A pro-Israel group’s online campaign to thank Ms. Johansson for “for standing up for Israel” — illustrated by a difficult to parse image of the actress sharing a soda with the Israeli prime minister and the Palestinian president — similarly suggested that opposition to settlements is motivated only by “anti-Israel hate” and SodaStream is a shining example of cooperation between the two communities.

However, claims that only anti-Semitism can explain opposition to trade with Jewish settlements built on West Bank land under military occupation since 1967 would seem to be undercut by the small but vocal community of Jews in Israel and the United States who support that sort of narrowly targeted boycott. Just after the SodaStream commercial was broadcast, the American writer Peter Beinart — who has called on supporters of Israel to boycott the settlements before the Israeli presence in the West Bank expands so far as to make a two-state solution impossible — retweeted critical comments from Jewish and Palestinian writers who contributed to his “Open Zion” blog.

While it is difficult to say if many American football fans were even aware of the controversy over the ad, at least one American news organization, The Christian Broadcasting Network, ran a report Monday that presented the uproar in terms that exactly echoed the views of SodaStream’s chief executive, Daniel Birnbaum.

A video report on SodaStream’s West Bank factory from the Christian Broadcasting Network.

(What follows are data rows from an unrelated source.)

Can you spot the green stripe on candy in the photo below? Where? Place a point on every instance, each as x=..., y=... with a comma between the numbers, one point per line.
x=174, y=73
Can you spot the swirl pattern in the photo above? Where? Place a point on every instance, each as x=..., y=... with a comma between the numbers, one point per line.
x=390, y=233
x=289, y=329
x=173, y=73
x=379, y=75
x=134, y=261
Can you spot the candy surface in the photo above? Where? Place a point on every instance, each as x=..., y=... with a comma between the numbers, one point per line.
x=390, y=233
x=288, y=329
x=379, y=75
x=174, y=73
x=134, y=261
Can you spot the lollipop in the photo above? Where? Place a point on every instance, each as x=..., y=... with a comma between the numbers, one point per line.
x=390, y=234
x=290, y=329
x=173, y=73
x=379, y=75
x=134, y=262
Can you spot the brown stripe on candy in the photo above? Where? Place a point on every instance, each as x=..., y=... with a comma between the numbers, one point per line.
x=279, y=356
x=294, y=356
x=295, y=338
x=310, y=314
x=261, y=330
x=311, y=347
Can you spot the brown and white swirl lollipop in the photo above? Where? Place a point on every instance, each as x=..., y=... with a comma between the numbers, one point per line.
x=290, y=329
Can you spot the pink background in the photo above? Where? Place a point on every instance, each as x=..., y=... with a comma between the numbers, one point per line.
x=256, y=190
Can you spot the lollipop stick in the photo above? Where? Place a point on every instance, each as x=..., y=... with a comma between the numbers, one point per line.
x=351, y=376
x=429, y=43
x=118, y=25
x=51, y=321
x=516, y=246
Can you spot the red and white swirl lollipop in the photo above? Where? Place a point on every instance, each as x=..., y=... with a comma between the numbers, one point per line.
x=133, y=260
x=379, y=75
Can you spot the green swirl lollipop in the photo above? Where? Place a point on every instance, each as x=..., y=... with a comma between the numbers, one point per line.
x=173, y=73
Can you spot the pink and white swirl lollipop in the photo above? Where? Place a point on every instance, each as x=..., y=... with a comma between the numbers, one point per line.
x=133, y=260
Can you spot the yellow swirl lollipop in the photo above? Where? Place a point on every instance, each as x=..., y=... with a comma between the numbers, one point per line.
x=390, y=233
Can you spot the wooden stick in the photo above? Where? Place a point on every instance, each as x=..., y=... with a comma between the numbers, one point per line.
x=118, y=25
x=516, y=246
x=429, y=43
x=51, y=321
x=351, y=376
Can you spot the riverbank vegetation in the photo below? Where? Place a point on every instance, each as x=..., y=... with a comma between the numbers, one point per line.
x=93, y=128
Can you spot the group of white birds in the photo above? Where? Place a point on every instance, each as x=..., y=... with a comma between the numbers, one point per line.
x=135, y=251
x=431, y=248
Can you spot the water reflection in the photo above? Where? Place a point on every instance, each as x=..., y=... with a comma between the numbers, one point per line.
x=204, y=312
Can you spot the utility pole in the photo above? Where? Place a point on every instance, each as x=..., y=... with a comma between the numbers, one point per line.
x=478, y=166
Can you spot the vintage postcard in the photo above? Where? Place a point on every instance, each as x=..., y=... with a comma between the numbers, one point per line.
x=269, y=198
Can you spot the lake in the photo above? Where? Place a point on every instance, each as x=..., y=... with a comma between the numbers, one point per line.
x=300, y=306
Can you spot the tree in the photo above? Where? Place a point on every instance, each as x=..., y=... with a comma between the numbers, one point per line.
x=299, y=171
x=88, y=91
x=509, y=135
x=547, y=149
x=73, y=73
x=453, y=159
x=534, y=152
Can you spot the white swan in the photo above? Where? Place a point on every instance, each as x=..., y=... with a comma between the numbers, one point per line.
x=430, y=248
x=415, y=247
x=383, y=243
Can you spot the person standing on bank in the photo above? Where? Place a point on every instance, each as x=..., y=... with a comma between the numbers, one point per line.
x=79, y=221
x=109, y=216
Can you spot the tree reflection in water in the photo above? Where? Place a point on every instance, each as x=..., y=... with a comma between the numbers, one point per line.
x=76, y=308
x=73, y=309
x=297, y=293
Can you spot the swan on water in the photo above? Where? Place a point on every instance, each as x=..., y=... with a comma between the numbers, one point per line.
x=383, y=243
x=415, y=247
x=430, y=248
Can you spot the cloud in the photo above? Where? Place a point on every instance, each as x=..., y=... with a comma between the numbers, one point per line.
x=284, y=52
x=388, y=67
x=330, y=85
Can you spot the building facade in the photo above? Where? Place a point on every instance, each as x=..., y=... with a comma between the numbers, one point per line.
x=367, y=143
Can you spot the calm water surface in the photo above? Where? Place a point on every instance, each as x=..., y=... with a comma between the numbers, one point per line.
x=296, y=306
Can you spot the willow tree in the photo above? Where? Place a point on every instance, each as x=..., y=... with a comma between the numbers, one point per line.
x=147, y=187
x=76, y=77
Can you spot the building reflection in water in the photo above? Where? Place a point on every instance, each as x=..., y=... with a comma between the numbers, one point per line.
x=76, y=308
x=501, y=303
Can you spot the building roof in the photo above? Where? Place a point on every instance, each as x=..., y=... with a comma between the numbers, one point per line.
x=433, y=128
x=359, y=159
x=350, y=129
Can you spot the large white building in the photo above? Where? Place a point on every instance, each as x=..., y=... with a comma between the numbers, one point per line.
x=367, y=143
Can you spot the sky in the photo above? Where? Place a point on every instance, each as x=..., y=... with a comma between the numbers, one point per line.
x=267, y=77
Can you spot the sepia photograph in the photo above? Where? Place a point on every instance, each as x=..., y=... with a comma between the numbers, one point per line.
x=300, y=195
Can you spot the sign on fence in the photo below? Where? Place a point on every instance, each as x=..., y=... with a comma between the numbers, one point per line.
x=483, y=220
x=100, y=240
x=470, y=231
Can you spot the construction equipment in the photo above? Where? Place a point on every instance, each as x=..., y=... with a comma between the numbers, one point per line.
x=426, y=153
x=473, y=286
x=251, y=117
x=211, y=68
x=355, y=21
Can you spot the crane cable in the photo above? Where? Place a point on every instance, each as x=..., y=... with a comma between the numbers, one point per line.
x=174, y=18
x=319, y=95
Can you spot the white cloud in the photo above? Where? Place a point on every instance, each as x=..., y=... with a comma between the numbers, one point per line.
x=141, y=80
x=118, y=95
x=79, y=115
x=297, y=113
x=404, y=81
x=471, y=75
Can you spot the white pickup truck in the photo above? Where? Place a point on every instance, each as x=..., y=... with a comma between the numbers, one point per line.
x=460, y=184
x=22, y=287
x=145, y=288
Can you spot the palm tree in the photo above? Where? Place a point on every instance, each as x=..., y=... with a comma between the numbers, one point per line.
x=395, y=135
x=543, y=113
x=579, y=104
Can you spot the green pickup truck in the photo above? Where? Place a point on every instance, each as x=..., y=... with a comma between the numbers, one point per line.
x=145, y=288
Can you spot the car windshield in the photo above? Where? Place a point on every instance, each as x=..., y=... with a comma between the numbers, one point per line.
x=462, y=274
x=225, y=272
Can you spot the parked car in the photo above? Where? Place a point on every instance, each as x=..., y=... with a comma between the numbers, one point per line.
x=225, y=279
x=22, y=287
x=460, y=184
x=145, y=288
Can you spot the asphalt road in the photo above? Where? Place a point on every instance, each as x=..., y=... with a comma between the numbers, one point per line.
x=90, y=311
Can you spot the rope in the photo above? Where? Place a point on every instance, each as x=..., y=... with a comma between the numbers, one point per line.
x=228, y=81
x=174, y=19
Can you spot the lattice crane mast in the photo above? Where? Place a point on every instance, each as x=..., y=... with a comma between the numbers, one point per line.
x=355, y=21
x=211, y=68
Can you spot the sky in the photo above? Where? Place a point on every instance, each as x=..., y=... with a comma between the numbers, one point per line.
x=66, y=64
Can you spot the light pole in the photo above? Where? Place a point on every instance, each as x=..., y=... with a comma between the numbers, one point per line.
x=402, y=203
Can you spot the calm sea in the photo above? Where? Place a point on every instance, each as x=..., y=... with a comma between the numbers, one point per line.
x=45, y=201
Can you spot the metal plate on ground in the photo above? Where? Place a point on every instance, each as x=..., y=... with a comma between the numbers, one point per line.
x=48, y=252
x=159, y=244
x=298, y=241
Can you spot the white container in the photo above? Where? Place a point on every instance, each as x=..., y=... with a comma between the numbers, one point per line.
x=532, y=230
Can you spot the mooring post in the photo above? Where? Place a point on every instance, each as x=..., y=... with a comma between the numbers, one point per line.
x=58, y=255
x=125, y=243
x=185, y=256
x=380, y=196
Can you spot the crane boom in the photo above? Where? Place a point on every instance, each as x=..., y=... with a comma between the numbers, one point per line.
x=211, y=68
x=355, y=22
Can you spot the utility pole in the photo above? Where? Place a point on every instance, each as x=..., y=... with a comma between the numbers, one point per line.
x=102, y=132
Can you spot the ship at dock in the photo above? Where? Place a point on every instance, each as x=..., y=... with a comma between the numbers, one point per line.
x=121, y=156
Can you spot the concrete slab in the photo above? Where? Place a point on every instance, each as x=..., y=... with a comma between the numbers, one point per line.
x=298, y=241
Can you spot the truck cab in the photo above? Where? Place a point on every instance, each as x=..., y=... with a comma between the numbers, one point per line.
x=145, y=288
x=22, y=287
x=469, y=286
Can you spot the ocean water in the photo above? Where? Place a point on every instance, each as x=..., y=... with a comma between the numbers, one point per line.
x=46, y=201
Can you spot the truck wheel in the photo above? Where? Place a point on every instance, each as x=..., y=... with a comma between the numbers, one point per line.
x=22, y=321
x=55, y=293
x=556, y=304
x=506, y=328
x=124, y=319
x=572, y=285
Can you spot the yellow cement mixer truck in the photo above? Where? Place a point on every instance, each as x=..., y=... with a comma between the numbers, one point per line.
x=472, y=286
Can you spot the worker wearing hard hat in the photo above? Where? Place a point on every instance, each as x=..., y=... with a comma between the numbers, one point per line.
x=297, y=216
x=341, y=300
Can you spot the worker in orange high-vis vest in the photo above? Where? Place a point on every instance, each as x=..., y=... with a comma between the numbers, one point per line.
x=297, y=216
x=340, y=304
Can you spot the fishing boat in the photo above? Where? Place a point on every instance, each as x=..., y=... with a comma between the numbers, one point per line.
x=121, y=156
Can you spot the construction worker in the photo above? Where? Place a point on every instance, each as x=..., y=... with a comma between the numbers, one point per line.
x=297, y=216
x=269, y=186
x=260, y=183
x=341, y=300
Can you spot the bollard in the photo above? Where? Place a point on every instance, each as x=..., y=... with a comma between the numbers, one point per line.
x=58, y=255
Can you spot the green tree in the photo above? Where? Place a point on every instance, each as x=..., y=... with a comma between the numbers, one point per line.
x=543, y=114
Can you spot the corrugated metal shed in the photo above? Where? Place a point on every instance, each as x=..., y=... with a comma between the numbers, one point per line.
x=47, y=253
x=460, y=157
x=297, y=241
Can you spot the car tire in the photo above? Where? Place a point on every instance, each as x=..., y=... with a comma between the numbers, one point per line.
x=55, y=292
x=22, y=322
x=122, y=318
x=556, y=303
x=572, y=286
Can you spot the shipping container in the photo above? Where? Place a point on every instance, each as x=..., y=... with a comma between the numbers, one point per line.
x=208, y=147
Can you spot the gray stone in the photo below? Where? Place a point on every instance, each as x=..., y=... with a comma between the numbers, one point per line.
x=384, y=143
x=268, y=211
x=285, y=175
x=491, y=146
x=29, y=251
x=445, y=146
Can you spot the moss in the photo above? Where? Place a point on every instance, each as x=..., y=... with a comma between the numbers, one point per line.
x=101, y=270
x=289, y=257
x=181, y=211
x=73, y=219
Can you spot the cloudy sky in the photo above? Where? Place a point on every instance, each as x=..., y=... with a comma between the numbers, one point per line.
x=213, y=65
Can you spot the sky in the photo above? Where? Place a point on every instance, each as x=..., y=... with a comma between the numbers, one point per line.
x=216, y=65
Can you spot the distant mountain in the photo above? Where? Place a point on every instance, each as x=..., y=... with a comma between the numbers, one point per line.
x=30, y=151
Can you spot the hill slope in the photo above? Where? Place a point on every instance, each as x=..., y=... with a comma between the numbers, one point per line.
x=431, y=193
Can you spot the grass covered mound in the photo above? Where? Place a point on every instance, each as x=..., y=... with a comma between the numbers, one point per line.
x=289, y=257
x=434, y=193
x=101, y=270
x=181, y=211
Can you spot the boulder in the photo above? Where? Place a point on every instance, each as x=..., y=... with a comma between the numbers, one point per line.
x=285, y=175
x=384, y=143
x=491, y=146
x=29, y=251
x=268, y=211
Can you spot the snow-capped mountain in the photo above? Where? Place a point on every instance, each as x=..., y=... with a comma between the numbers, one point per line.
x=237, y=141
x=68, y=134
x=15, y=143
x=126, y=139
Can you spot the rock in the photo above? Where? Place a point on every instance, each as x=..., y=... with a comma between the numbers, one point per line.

The C.B.N. report was introduced as a look at “how a growing boycott of Israel is affecting businesses that actually help Palestinians,” and incorrectly conflated Oxfam’s call for an end to trade with Israeli companies based in settlements with the Palestinian-led boycott, divestment and sanctions movement, known as B.D.S., which encourages a ban on all trade with Israel. After interviewing several Palestinian workers who expressed gratitude for their jobs in the factory, the network’s correspondent reported that, in the end, Ms. Johansson “stood with SodaStream’s Palestinian workers and resigned from Oxfam.”

Mr. Sheizaf, the Israeli journalist, dismissed as “Orwellian Newspeak” the argument that the benefits reaped by the few Palestinians allowed in to the settlement to work for SodaStream, somehow outweighed the damage to Palestinian society as a whole from the occupation, and the network of Israeli-only towns crisscrossing the West Bank that Palestinians are excluded from and nearly encircled by. He added:

In defending SodaStream, and later Johansson, there was much talk about the equal benefits Palestinian workers in the factory receive. If the factory was to suffer, the logic goes, those Palestinians will be the first to get hurt. I hope nobody who makes this argument seriously believes that equality exists when one party is completely dependent on the other’s good will. When a worker is deprived of political representation and can find himself in a military court following any controversy or problem, is he really equal? Does he get his freedom to travel along with his paycheck? His right to due process?